The head of the English school was truly sorry. The phone rang off the hook with clients. Contract after contract. The aeronautical high school, the Media Statale, the toy factory in Pozzuoli...friendly Mr. Fracasso. Unanimous. No one had any spare change for ESL teachers once the Twin Towers hit the tubes. Talk of war, financial crisis, who knows ways of out this? no one. No one knew what was going to happen. They only knew how to close their purses as tightly as their lips and wait it out. Even NATO came up with a good excuse. Sorry, tightening surveillance and security. ESL teachers don't have clearance anymore. Half my pay packet for the month, a string of medallioned officials who had one on one lessons.They didn't panic in Rome, but Neapolitans love to panic. It's their default. Panic and default are the same button. They panic on normal days, but no day is ever normal in Naples. I knew nothing about the mafia when I lived there. They were a mythology. Glassed in under tinted bullet proof windows on Renato Muratore's black sedan, I was sure he was incapable of being anything but a nice man who preferred to study using the newspaper. His body guards were just out for the ride. And here we are in Little Bo Peepland--cognac and idioms in his private chambers. Renato didn't panic. That is why he is the boss....a boss with a choice of three cars to drive home in and serving up an agenda that took him several routes home.
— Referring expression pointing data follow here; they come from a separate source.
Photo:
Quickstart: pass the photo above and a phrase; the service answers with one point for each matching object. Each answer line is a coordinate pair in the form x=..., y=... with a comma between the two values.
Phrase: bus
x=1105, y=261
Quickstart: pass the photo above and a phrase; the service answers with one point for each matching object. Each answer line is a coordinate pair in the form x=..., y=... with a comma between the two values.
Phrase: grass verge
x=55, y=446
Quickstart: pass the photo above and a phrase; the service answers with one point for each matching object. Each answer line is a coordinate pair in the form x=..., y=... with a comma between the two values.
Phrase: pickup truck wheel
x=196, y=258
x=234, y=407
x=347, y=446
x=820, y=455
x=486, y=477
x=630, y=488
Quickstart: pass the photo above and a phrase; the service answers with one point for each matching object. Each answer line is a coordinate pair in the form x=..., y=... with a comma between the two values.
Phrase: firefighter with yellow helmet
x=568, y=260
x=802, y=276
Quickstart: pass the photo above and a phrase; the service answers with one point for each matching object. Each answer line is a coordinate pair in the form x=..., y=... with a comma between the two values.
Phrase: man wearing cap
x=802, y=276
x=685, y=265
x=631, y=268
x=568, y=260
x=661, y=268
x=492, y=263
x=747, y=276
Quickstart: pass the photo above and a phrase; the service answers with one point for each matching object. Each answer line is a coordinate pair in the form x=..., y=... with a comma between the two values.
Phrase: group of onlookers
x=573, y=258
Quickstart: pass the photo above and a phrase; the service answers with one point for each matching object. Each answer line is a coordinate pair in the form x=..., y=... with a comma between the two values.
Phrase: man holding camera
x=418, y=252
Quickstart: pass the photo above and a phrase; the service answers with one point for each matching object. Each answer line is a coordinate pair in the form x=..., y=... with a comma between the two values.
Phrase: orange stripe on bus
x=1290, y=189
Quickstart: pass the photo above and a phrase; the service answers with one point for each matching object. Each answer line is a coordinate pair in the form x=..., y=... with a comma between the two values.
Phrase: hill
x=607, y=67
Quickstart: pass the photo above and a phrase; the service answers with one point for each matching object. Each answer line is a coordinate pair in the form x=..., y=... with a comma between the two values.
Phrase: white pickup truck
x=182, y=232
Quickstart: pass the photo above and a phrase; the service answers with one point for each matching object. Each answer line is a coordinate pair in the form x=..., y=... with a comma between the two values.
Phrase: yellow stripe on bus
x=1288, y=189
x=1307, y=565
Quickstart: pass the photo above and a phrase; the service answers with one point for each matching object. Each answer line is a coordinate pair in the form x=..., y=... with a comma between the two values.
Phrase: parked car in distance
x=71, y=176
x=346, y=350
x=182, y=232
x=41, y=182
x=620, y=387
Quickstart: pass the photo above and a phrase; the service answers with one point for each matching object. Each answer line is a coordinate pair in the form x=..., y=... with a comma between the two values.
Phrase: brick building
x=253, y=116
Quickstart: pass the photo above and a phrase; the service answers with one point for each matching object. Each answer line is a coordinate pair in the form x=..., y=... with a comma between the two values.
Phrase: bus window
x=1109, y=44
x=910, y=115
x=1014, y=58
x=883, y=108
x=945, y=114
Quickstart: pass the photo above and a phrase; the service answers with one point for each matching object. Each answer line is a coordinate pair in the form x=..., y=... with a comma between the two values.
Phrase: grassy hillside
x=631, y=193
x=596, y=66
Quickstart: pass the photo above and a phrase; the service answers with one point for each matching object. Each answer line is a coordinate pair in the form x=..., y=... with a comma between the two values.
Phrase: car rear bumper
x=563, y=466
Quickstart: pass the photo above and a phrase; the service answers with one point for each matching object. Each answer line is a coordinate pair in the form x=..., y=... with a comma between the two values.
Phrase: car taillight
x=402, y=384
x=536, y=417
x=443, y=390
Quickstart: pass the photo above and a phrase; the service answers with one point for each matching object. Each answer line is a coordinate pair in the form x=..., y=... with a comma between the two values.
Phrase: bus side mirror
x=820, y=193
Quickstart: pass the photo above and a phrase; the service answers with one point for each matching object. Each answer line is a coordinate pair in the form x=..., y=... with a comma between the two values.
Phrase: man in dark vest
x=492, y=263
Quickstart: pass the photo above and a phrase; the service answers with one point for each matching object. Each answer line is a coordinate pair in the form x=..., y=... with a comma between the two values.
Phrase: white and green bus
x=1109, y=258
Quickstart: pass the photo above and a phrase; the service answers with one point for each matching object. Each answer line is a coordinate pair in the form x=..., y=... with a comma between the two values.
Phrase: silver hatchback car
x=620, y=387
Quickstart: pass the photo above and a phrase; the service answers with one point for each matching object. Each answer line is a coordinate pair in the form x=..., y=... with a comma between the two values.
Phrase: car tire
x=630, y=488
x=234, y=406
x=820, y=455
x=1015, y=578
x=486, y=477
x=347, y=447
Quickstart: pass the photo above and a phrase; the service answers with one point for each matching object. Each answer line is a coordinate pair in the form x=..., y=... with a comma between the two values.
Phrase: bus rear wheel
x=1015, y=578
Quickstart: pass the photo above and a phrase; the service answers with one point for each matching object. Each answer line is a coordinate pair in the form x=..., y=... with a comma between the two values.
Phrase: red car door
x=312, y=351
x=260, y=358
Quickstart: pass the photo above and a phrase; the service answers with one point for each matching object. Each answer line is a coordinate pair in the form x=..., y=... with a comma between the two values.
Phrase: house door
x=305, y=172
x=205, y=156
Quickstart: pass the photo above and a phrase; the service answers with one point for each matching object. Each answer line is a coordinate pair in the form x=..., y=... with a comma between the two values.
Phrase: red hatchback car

So the default for me was to sleep on the floor of Mr. Sacco's school lobby and get up at 7 before the remaining students trickled in. Me just coming out the washroom after a sink basin shower. My back pack in the book closet right next to the xerox machine. After a week or so, he asked me to move on...then I ...I found the door open across from the school...a tidy but abandoned warehouse with stacks of books not dusty enough to be abandoned, but a warm place to sleep and keep my belongings. They found me one morning. I was coming home noticing that the books were piling up and moving. Not a ghost. Someone had actually been there. They came early...two men in suits peering at me sleeping....They said nothing. I left.
From there I went to Pedra Parisi's--a former student. Her parents' house a lovely place at the bottom of Mount Vesuvious. They gave me the top floor. I showered outside overlooking Capri and to the left, the cliffs of Amalfi, Positano, Sorrento and finally hidden away Ravello.